A Florida man is facing nearly two years in federal prison for shining a light in the wrong place.
In December 2017, Ryan Fluke, then 27, aimed a laser pointer at a low-flying helicopter.
The helicopter was operated by Pasco County Sheriff’s Office deputies who were attempting to aid ground units in an encounter with a barricaded suspect, according to the State Attorney’s Office.
Video captured from the helicopter showed 10 flashes of the laser, according to ABC news.
Temporarily blinded and disoriented, the deputies abandoned the operation and landed the aircraft in a parking lot.
Pilot Stephen Bowman then walked to Fluke’s residence and arrested him.
Police said that Fluke at first denied committing the crime.
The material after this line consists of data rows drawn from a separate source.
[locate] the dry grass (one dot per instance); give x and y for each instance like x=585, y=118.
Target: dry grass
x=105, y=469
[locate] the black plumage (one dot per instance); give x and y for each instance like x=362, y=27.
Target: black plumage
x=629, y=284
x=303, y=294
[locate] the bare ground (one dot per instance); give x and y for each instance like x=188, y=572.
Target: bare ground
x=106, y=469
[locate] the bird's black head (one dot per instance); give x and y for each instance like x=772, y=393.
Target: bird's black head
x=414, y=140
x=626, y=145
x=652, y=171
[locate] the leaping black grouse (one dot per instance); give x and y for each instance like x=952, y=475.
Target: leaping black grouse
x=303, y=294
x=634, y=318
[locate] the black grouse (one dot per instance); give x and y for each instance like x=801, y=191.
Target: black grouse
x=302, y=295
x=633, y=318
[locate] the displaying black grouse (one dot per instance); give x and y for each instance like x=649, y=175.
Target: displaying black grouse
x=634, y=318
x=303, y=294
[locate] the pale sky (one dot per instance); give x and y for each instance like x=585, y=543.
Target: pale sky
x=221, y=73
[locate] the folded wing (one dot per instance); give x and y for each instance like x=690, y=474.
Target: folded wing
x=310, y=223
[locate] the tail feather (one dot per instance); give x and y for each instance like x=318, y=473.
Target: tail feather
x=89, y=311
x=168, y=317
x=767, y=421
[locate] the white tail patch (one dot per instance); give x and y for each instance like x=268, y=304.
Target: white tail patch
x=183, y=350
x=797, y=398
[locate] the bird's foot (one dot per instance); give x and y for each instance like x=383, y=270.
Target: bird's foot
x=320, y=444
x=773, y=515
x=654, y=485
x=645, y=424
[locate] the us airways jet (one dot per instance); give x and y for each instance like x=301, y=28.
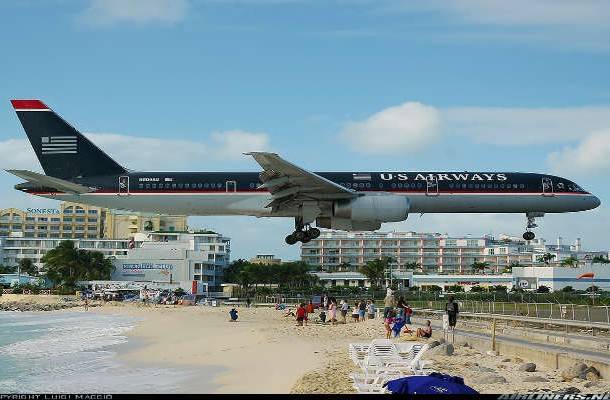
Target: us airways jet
x=77, y=170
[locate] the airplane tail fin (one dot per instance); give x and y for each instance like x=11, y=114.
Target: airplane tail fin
x=62, y=150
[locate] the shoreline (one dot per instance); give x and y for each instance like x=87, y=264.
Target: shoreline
x=267, y=353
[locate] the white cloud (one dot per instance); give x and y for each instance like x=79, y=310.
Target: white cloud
x=524, y=126
x=152, y=153
x=589, y=157
x=107, y=12
x=404, y=128
x=563, y=24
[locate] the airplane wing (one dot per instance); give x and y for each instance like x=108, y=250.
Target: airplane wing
x=290, y=183
x=50, y=182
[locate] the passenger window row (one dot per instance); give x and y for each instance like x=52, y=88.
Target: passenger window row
x=180, y=186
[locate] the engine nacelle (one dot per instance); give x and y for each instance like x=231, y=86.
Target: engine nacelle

He confessed after being shown video of the incident, commenting that it was “for fun” and that he didn’t realize lasers were dangerous.
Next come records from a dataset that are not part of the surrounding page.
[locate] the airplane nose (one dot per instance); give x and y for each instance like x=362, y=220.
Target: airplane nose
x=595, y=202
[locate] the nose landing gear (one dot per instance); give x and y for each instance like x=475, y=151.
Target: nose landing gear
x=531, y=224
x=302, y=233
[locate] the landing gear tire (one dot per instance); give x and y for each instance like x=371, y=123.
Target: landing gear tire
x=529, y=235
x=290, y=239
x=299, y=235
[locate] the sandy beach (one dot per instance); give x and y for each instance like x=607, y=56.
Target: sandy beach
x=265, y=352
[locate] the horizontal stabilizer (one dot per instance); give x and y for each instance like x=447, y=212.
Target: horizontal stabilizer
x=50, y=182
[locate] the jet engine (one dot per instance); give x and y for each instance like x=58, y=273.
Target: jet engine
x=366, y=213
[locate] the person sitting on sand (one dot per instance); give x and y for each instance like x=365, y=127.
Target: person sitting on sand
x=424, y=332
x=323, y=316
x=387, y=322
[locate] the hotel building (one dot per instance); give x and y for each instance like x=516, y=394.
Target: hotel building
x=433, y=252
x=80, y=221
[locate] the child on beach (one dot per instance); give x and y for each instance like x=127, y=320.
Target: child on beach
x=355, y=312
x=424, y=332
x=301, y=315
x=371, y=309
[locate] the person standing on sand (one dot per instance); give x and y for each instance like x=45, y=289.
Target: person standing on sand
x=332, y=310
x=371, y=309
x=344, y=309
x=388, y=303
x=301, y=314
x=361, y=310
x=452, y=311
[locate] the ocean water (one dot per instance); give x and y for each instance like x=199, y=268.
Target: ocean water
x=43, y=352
Fluke plead guilty to the third degree felony in November and was sentenced this week to 21 months in federal prison.
The crime carries a maximum sentence of five years.
Last month, a Pinellas County man was arrested for the same crime after he shone a laser pointer at a Pinellas County Sheriff’s Office helicopter. He was apprehended by deputies and faces a felony charge.
Laser strikes on aircrafts are on the rise, according to the Federal Aviation Administration.
FAA received 6,754 reports of laser strikes in 2017, a 250 percent increase since the agency began tracking the incidents in 2010.
“Many high-powered lasers can completely incapacitate pilots who are trying to fly safely to their destinations and may be carrying hundreds of passengers,” FAA says.
If injury is caused as a result of shining a laser light at a person operating a motor vehicle, vessel or aircraft, the crime is upgraded to a second degree felony and is punishable by up to 15 years in prison, according to Florida law.